Their findings and new technique are detailed in Nature Biomedical Engineering in an article titled, “Mesenchymal stromal cells with chimaeric antigen receptors for enhanced immunosuppression.”

“Allogeneic mesenchymal stromal cells (MSCs) are a safe treatment option for many disorders of the immune system,” the researchers wrote. “However, clinical trials using MSCs have shown inconsistent therapeutic efficacy, mostly owing to MSCs providing insufficient immunosuppression in target tissues. Here we show that antigen-specific immunosuppression can be enhanced by genetically modifying MSCs with chimaeric antigen receptors (CARs), as we show for E-cadherin-targeted CAR-MSCs for the treatment of graft-versus-host disease in mice.”

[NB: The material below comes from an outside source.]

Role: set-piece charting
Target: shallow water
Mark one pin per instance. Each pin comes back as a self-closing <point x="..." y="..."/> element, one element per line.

“The pioneering approach shows potential in targeting inflammatory disease sites more precisely and improving immunosuppression and healing outcomes,” said Saad Kenderian, a principal investigator and hematologist at Mayo Clinic. “We’re planning to study interventions that minimize the need for long-term medications for autoimmune diseases.”

The combination approach centers on mesenchymal stromal cells, which have the unique ability to transform into several specific types of cells such as bone cells, cartilage cells, and fat cells.

For the study, Kenderian and his team developed CAR-MSCs to specifically target a protein linked to a condition called graft-versus-host disease, as well as inflammatory bowel diseases, such as ulcerative colitis and Crohn’s disease.

In mouse models, upon stimulation by the specific protein they were designed to target, CAR-MSCs showed improved ability to go to the inflamed area, have better control of inflammation, and improve outcomes and survival. This was mediated by a change in the genetic signature of CAR-MSCs, the proteins they released, and receptor expression.

Kenderian emphasizes that these preliminary findings set the stage for future applications of this technology, paving the way to enhance the therapy’s versatility to address various diseases across the autoimmune spectrum.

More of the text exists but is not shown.